На другой день вечером Павел и Федор опять поехали к Дерябину. Сергунька долго сидел на скамье в хате, нетерпеливо прислушивался к шагам прохожих. Вот уже Домна Ивановна, зевнув и перекрестив рот, печально сказала:
— Нет, не придет, видно, сегодня Настя… Пора мне и на боковую.
Завывал на все лады ветер в трубе: то жалобным тоненьким голоском, то зло и властно. В печке потрескивали кизяки. От них шел сладковатый угарный запах. На столе то меркла, то вновь разгоралась, слабо потрескивая, лучинка, укрепленная в глиняной чашке с водой.
Домна Ивановна улеглась на скрипящую кровать в соседней комнате, и вскоре раздался ее могучий храп, которого, казалось бы, никак нельзя было ожидать от этой тщедушной старушки. Черные усатые тараканы забегали суетливо около печки, встревоженные тем храпом.
Длинной чередой проносились мысли Сергуньки: «Не везет нам! Опасная встреча с Колькой Корытиным… Вася не приехал, я он сейчас так нужен!.. С Настей не удастся, наверное, свидеться. Так тоскую по ней! Ежели бы довелось встретиться, сказал бы: „Брось все, едем с нами на коне моем!“»
Вдруг послышался резкий, нетерпеливый стук в ставню. Сергунька вздрогнул, выхватил пистолет из-за кушака, подошел к оконцу. С улицы прозвучал приглушенный женский голос:
— Это я, Настя… Вы спите, Домна Ивановна?
Забыв обо всем на свете, не успев даже засунуть пистолет за пояс, Сергунька кинулся к двери, рывком сбросил засов.
— Кто это? — пугливо спросила Настя, дрожа всем телом. Была она без шубы, только пуховый платок прикрывал ее голову и плечи.
— Настя, Настенька… Это я, Сергунька. Как хорошо, что ты пришла!..
Обняв за плечи, он взял ее в комнату, где горела лучина, усадил на скамью. Никогда не казалось она ему такой красивой, как сейчас, с раскрасневшимися щеками, с ямочками на них, с длинными ресницами, запушенными снежинками, с задорными глазами.

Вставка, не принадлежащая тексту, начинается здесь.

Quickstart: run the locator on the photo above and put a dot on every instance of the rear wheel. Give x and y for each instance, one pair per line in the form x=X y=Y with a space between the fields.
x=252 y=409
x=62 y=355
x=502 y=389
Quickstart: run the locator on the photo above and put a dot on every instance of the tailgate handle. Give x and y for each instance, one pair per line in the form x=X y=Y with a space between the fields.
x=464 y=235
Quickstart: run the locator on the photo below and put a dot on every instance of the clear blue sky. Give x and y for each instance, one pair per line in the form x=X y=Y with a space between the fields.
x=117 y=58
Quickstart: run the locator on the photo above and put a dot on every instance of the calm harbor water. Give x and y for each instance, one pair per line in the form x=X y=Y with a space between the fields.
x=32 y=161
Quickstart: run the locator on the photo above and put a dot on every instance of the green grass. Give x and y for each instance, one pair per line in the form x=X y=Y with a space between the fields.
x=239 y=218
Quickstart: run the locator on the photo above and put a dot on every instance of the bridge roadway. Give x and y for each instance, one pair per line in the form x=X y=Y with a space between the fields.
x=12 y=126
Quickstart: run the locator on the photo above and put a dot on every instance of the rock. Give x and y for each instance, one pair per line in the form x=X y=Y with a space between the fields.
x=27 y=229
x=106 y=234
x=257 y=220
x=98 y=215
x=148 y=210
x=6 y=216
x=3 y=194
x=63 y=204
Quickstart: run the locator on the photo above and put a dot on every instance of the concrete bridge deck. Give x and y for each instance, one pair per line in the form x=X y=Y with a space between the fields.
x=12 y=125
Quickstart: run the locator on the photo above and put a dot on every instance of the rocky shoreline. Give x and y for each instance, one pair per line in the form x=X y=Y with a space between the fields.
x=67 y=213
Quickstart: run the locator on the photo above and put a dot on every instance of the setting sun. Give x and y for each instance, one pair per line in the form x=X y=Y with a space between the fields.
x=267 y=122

— Положи пистоль, — приказала она строго, хотя глаза ее светились, как звезды, — а то ненароком выпалишь в меня… Да потише говори, чтоб не разбудить Домну Ивановну.
Сергунька смущенно положил на стол пистолет, сел рядом с Настей, хотел обнять ее, но она ласково отстранила его руку и торопливо рассказала все, что слышала в этот день во дворе атаманском: о том, что проведали о наезде в Черкасск Денисова, что собираются большие силы для похода на Есауловскую станицу и что поход тот, должно быть, состоится раньше, чем намечалось, но когда именно, она того не знает.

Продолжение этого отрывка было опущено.